Sergey Mikhailovich Bragin (Сергей Михайлович Брагин; 1894–1965) was a Russian scientist, educator, a specialist in the field of electrical engineering, and a laureate of the USSR State Prize.

== Biography ==
Sergey Mikhailovich Bragin was born in 1894. He graduated from the Leningrad Electrotechnical Institute (now the St. Petersburg State Electrotechnical University). Beginning from 1922, he worked at the Sevkabel plant in Leningrad, and at the same time was as a lecturer at the Leningrad Electrotechnical Institute. In 1932 he was appointed the chief engineer of the Soyuzkabel Trust in Moscow. From 1933 to 1938, he was the deputy director for the technical part at the Moskabel plant, and then — chief of the cable department of the Glavtsvetmetobrabotka Trust.

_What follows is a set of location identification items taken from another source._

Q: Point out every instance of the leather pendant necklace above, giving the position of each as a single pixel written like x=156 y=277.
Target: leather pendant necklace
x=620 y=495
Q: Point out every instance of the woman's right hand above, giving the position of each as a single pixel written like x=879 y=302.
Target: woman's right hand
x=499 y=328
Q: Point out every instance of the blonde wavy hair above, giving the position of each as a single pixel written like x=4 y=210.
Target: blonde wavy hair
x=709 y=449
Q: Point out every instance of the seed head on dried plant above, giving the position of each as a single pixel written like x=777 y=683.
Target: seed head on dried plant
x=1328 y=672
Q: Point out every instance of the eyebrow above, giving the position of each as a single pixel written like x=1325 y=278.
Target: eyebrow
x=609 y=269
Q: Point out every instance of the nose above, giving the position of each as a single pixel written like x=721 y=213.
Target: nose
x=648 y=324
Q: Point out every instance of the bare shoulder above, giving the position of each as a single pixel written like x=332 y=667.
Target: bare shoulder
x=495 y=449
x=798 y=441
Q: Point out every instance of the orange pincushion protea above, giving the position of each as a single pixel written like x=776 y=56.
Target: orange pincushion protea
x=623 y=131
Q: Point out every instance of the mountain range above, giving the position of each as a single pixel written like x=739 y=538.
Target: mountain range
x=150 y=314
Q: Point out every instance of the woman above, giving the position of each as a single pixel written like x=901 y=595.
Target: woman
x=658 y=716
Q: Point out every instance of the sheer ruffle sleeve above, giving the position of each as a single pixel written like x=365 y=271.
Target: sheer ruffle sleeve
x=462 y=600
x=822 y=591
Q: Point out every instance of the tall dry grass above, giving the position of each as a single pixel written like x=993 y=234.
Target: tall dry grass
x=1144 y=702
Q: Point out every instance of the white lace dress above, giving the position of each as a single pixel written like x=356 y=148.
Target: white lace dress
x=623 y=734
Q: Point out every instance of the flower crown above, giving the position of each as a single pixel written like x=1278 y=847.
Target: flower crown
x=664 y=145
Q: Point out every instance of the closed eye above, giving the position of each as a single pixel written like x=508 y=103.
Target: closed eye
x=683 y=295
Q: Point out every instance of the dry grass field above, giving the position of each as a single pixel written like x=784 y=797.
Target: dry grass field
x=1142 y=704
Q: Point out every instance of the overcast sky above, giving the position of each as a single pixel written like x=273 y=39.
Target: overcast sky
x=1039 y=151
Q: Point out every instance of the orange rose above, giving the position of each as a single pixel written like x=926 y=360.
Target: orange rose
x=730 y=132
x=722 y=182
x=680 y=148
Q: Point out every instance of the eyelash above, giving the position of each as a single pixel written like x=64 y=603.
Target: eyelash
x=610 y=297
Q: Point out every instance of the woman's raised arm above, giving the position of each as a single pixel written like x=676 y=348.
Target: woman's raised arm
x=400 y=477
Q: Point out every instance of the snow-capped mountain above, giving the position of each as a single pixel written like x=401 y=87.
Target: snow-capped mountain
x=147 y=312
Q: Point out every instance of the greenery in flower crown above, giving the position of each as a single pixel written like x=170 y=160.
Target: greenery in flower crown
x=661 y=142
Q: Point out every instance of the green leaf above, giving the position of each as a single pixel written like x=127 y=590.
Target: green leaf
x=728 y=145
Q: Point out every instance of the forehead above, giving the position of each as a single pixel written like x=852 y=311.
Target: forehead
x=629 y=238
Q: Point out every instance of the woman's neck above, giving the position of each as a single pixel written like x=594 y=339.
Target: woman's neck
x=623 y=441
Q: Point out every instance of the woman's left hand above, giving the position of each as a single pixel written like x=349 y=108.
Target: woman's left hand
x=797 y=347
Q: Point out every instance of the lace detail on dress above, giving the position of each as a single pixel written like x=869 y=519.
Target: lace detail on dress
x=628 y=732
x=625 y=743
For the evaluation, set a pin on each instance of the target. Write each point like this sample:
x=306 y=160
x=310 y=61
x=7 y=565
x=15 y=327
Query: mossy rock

In 1939, he was appointed the head of the newly established cable technology department at the faculty of electrical materials of the Moscow Power Engineering Institute. Just before his appointment, Sergey Bragin was awarded the Stalin Prize for his scientific work. He headed the department until 1961, which, under his leadership prepared hundreds of Soviet engineers. During World War II, he was awarded the Order of the Red Star for his merits in the field of science.

Sergei Mikhailovich Bragin was the author of numerous scientific works, including Electrical and thermal calculation of the cable (1960) and Electrical cable (1955). He died in 1965 and was buried at the Cherkizovskoe Cemetery in Moscow.